En español | AARP joined more than 30 organizations on Thursday in urging the U.S. Senate to pass a series of bipartisan bills that would increase competition in the prescription drug market and close loopholes drug companies use to block consumers’ access to more affordable medications.

In a letter to Senate lawmakers signed by AARP, patient advocates and dozens of other groups, we called for immediate passage of legislation that would “crack down on patent and regulatory abuses by drug companies that thwart competition from lower-priced alternatives.”

“It’s fundamentally unfair that seniors are paying more for their medications because big drug companies are trying to slow or prevent the availability of less expensive generic or biosimilar drugs,” said Nancy LeaMond, AARP’s chief advocacy and engagement officer, during a press conference sponsored by Patients for Affordable Drugs Now.

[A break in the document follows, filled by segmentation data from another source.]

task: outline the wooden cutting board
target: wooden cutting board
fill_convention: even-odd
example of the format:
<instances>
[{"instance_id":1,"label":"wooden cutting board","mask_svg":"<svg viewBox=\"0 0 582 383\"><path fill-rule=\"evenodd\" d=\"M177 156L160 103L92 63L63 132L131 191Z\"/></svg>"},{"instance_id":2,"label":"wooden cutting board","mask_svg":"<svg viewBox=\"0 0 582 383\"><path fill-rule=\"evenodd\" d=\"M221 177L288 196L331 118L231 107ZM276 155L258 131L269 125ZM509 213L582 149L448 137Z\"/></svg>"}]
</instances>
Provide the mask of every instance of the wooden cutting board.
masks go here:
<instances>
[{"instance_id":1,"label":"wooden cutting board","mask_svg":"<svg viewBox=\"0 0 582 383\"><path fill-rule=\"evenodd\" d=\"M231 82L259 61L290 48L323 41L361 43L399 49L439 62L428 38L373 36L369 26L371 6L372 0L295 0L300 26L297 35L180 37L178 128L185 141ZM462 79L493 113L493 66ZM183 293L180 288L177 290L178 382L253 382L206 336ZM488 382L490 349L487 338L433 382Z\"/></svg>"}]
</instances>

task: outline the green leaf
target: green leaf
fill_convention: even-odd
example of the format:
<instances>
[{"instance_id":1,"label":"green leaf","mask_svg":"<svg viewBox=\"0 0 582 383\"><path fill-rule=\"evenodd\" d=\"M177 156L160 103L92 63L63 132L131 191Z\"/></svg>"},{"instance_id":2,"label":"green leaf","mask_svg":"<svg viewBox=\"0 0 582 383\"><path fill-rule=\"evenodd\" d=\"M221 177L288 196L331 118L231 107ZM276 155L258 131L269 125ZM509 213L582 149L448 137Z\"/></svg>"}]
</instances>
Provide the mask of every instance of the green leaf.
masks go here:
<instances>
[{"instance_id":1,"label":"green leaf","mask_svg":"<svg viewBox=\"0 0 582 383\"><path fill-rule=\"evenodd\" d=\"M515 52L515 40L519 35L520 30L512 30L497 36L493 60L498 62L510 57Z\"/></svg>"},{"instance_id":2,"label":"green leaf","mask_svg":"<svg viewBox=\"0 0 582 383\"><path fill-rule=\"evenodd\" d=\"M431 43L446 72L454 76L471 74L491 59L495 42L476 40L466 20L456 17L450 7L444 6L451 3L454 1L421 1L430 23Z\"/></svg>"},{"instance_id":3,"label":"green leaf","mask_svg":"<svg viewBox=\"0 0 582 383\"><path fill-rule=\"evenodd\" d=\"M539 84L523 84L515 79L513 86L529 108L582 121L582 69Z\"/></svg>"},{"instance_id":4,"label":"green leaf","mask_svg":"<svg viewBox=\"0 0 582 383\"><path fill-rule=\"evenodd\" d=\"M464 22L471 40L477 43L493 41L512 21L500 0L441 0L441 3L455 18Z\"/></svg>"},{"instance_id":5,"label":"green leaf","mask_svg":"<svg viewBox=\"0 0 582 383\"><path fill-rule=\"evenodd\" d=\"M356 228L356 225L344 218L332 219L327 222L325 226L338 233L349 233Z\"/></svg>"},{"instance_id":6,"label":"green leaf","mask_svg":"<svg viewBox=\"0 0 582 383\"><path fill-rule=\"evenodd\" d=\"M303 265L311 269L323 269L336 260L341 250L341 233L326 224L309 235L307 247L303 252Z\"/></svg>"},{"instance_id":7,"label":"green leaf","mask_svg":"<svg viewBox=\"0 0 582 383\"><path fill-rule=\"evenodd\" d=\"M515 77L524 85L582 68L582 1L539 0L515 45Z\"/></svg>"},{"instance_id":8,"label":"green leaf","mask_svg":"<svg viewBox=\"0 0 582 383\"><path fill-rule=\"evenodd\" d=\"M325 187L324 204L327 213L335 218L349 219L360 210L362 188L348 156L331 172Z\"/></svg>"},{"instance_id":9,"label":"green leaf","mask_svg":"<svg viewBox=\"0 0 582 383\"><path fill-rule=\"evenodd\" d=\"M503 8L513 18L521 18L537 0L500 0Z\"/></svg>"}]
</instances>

AARP was instrumental in pushing historic prescription drug reforms over the finish line last year, but we continue to fight for measures that will bring additional relief to the estimated 3.5 million adults 65 and older who struggle to pay for their medications.

This year, AARP is supporting bills that would curb anticompetitive tactics such as “pay for delay” (in which makers of brand-name drugs pay competitors to keep similar generic drugs off the market) and "product hopping” (in which businesses introduce new drugs with minimal changes to previous formulations to extend monopolies on older medications with expiring patents), among other measures.

“Right now, prescription drugs are sold in a broken market,” LeaMond said, adding that the proposed legislation would “restore fundamental market principles to give consumers real choice.”